Die europäische Politik in der zweiten Jahrhunderthälfte sieht Steinmetz durch vier Entwicklungen geprägt: Nationsbildung, Stärkung der Staatsgewalt, Ausweitung politischer Teilhabe und imperiale Expansion (547). Die "zunehmende Verflechtung der Welt" (550) sei hingegen nicht in den Kern des Politischen, wie man es damals verstand, vorgedrungen. Dieser Kern blieb "national oder imperial definiert. Und folglich stand alles politische Geschehen im Zeichen nationaler oder imperialer Rivalität." (551)
Europa ist in Steinmetz' europäischer Geschichte ein prozesshaftes Gebilde. Die Zeitgenossen haben Zentren und Peripherien unterschieden. Doch die Zuordnungen änderten sich. und sie unterschieden sich je nachdem, auf welchen Bereich man schaute. Deshalb wechselt Steinmetz die Regionen, die er vergleichend betrachtet. Sein Beobachtungsnetz ist je nach Themenfeld unterschiedlich dicht geknüpft, doch insgesamt wird ganz Europa in den Blick gerückt, auch das östliche und südöstliche, Russland und das Osmanische Reich.
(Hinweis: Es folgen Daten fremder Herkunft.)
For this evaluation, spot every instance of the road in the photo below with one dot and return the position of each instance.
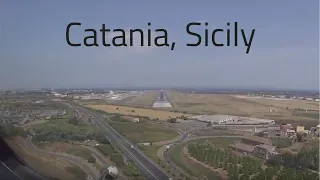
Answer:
(184, 139)
(88, 169)
(149, 169)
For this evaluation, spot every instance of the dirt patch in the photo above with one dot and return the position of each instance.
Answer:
(161, 143)
(47, 166)
(132, 111)
(56, 147)
(222, 173)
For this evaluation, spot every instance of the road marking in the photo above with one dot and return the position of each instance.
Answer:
(124, 146)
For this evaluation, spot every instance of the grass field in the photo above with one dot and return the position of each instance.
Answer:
(50, 167)
(133, 111)
(108, 150)
(233, 105)
(144, 131)
(145, 100)
(61, 125)
(183, 161)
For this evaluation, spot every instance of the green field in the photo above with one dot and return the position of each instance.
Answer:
(144, 131)
(61, 125)
(191, 169)
(194, 169)
(77, 172)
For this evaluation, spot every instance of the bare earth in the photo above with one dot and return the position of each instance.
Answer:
(51, 167)
(126, 110)
(222, 173)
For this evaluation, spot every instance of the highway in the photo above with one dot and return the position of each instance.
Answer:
(13, 168)
(149, 169)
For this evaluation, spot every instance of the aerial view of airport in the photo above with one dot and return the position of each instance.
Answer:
(163, 134)
(159, 90)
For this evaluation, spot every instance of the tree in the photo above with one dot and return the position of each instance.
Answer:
(91, 159)
(172, 120)
(73, 120)
(299, 137)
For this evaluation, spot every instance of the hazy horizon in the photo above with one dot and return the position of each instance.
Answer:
(284, 53)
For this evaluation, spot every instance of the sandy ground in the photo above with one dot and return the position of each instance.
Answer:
(126, 110)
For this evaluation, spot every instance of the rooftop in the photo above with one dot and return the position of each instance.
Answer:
(267, 147)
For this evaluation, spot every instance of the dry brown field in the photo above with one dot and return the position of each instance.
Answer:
(133, 111)
(214, 104)
(232, 105)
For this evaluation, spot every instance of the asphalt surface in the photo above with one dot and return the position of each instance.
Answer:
(149, 169)
(13, 168)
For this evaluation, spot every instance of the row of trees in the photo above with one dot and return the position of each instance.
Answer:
(243, 167)
(304, 159)
(66, 136)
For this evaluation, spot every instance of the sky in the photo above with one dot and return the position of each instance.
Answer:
(284, 53)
Auch ein vorzügliches Werk wie dieses hat Grenzen. Die gewichtigste wird von außen gezogen, von der Konzeption der "Neuen Fischer Weltgeschichte". Die imperiale Politik der europäischen Staaten ist anderen Bänden zugeordnet. Steinmetz spricht deren Bedeutung für die Entwicklungen in Europa an vielen Stellen an, wenn er etwa den britischen "Kriegskapitalismus" (Sven Beckert) betrachtet, die Rheinkrise von 1840 als eine ursprünglich ägyptische Krise darstellt oder an Francis Galton und Cecil Rhodes zeigt, wie sich Vorstellungen von nationaler "Rassenhygiene mit imperialer Menschheitsverbesserung" (643) verbanden. Doch das schmale Unterkapitel "Imperienbildung zwischen Konfrontation und Kooperation" (602-612) kann nur weniges von dem aufnehmen, was Kolonialismus und Imperialismus für das "Jahrhundert Europas" bedeutet haben. Steinmetz spricht dies in seinem Ausblick auf Europa im fin de siècle selber an, als die "Zeit der Gewissheiten zu Ende ging" und die "Verunsicherung [...] alle Lebensbereiche" erfasste (645). In den Zukunftsentwürfen, die auf das Krisengefühl antworteten, verband sich "Freiheit für Europa" mit Beherrschung und "Bevormundung für die anderen" (658). "Wettbewerbe und Vergleiche, universalistische Versprechen und ihre immer nur partikulare [...] Interpretation waren treibende Momente in der europäischen Geschichte des 19. Jahrhunderts und leitende Gesichtspunkte der vorliegenden Darstellung." Dieses Programm löst Steinmetz mit seinem Werk höchst anregend ein.
Anmerkung:
[1] Richard J. Evans: The Pursuit of Power. Europe 1815-1914, London 2016 (deutsch 2018).